Children Can Tell You About Human Rights

Children Can Tell You About Human Rights

By Philippa Rayment
Epoch Times Staff
  Created: Feb 15, 2010  Last Updated: Nov 27, 2010

MELBOURNE—The 61st Anniversary of the Universal Declaration of Human Rights was celebrated at a special event in Melbourne. The celebration was revealing about our children, about our multicultural community and about hope for the future. Philippa Rayment reports.

What is the Universal Declaration of Human Rights? Why is it important? Children from several primary schools around Melbourne can tell you. These 10 and 11-year-olds expressed their knowledge of human rights through an exhibition of their art at the Kingston Council offices in Melbourne on December 10.

The theme this year was based on articles 3, 4 and 5 of the Declaration— “Everyone’s right to life, liberty and security, no torture or inhuman treatment.”

The guest speaker was Jennifer Zeng, author of Witnessing History, a book about the persecution she endured for practising Falun Gong in China. Introducing Jennifer, President Denis Cowden of Kingston Human Rights said: “In June 2000, Jennifer, a tertiary educated young mother, was condemned without trial to undergo re-education in one of China’s notorious forced labour camps. Her crime was simply that the authoritative regime disapproved of her peaceful spiritual beliefs.”

“Everyone’s right to life, liberty and security, no torture orinhuman treatment.” 

Jennifer spoke about the inhuman treatment and physical torture that she endured for over one year. But it was also a story of courage in the face of extreme hardship and many people had tears in their eyes when she finished speaking.

The children listened to Jennifer’s horrific experiences and learned the value of courage, respect and kindness, and the triumph of the human spirit against great odds. They shared their views on human rights.

An 11-year-old, Kimberley Petterson, was awarded first prize in the poster competition.
“I drew the two people and they’re holding up a flame for warmth. And I drew our world because that’s what it should be, warm and happy.”

The 2nd prize winner, Lucille Watterson, created a poster about breaking the chains of slavery and torture. “There is a white hand and a brown hand trying to make peace in the world.”

Art teacher Liz Spenser talked about the importance and value of this event. 
“The school I work in only has two Anglo Saxon families. We’re a third Asian, a third Polynesian and the rest come from everywhere round the world.”

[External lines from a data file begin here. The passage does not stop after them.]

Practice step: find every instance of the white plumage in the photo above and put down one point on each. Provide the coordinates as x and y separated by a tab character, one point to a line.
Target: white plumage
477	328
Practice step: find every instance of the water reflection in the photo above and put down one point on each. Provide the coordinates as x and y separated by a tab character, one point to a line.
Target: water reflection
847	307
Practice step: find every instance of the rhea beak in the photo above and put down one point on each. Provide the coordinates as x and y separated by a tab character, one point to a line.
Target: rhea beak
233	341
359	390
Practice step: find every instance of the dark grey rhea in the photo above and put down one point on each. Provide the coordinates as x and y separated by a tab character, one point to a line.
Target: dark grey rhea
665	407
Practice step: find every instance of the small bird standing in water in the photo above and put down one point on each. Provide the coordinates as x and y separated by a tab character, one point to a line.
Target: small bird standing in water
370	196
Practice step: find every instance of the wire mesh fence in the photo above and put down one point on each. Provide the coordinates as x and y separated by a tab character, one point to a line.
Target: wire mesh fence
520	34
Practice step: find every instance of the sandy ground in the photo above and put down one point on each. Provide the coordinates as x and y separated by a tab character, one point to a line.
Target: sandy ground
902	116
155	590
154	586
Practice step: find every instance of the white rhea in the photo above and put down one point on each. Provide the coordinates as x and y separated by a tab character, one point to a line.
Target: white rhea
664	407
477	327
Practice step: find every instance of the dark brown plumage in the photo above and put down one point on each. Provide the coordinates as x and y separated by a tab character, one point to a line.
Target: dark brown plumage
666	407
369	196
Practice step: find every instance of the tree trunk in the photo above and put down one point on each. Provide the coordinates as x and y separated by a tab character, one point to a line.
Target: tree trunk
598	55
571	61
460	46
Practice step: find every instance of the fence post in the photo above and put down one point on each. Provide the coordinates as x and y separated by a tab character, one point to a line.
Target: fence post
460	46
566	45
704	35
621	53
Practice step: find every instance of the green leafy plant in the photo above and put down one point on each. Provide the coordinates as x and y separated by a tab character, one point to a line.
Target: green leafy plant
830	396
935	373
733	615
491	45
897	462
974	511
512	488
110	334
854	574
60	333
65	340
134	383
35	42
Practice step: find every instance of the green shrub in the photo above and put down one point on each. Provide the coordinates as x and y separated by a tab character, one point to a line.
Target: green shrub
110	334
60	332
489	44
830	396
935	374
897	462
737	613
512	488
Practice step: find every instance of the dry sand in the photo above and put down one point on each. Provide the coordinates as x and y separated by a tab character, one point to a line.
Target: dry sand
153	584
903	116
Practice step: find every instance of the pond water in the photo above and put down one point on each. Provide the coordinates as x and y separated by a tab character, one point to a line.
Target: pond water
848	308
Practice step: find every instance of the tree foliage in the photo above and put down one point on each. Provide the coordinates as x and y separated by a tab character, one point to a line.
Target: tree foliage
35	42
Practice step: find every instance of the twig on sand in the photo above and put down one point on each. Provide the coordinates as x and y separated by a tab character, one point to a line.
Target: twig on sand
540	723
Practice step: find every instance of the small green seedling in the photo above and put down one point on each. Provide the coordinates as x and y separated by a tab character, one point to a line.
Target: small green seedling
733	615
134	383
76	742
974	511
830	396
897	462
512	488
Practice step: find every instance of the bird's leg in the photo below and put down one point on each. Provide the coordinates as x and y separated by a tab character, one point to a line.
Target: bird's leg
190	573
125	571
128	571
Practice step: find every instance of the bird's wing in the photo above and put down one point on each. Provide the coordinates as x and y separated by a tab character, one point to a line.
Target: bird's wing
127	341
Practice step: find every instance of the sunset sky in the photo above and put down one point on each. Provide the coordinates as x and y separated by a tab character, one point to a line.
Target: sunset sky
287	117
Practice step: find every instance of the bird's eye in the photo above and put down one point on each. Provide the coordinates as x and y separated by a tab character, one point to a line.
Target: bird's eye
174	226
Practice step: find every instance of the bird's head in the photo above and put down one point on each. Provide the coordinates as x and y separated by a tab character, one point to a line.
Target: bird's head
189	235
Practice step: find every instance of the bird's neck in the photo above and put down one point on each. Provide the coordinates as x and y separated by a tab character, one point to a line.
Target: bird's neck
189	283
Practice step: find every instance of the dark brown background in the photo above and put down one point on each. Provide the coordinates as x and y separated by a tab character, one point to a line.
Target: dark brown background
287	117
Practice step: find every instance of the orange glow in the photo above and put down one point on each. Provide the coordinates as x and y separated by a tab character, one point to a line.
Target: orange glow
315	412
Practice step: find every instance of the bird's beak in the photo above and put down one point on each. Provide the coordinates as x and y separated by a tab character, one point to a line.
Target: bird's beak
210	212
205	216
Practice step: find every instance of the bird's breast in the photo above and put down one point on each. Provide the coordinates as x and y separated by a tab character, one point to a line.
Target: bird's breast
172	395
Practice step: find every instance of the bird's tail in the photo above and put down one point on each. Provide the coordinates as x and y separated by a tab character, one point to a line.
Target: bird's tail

To explain the concepts of freedom and human rights to children who are not familiar with the Australianlifestyle was quite difficult, she said, so she was very pleased with the childrens’ posters.

“To get these [artworks], I think it is just brilliant and even if they are more general, it’s great they’re thinking about something beyond their own daily life”.

For her artwork and understanding of the rights of human beings, one of her students, Nathalie Phon, won 3rd prize.

The judge of the artworks, Julianna Turcu, said that the children took their work seriously. It was not so much about creating a work of art, but of representing the values of human beings as well.
Kingston Councillor Rosemary West found Jennifer really inspiring. “When you see someone like Jennifer who really fights and suffers, who has suffered and fought for liberty, I think it is very inspiring for all of us and just reminds us how precious our liberties are, and how important it is that we preserve them.”

She said how great it was to see the kids really thinking as shown in their artwork. 
“If the kids are growing up with that message really you hope that will be the generation who will be prepared to defend their liberties as Jennifer has done.”

Rosemary also thought that a question from the girl who won the prize was really interesting. She asked: “Why do the people work for the Government. Why don’t the people who support Falun Gong just stand up?”

“Well, of course,” said Councillor West. “That question was really an interesting one because we also know that in a totalitarian regime, all you need is 5 per cent of the people armed and you can keep the rest of the population down. That can happen in many countries and who could have expected that a leader like Gorbachev would emerge to undermine that totalitarian regime in Russia? I guess we just have to hope something like that happens in China.”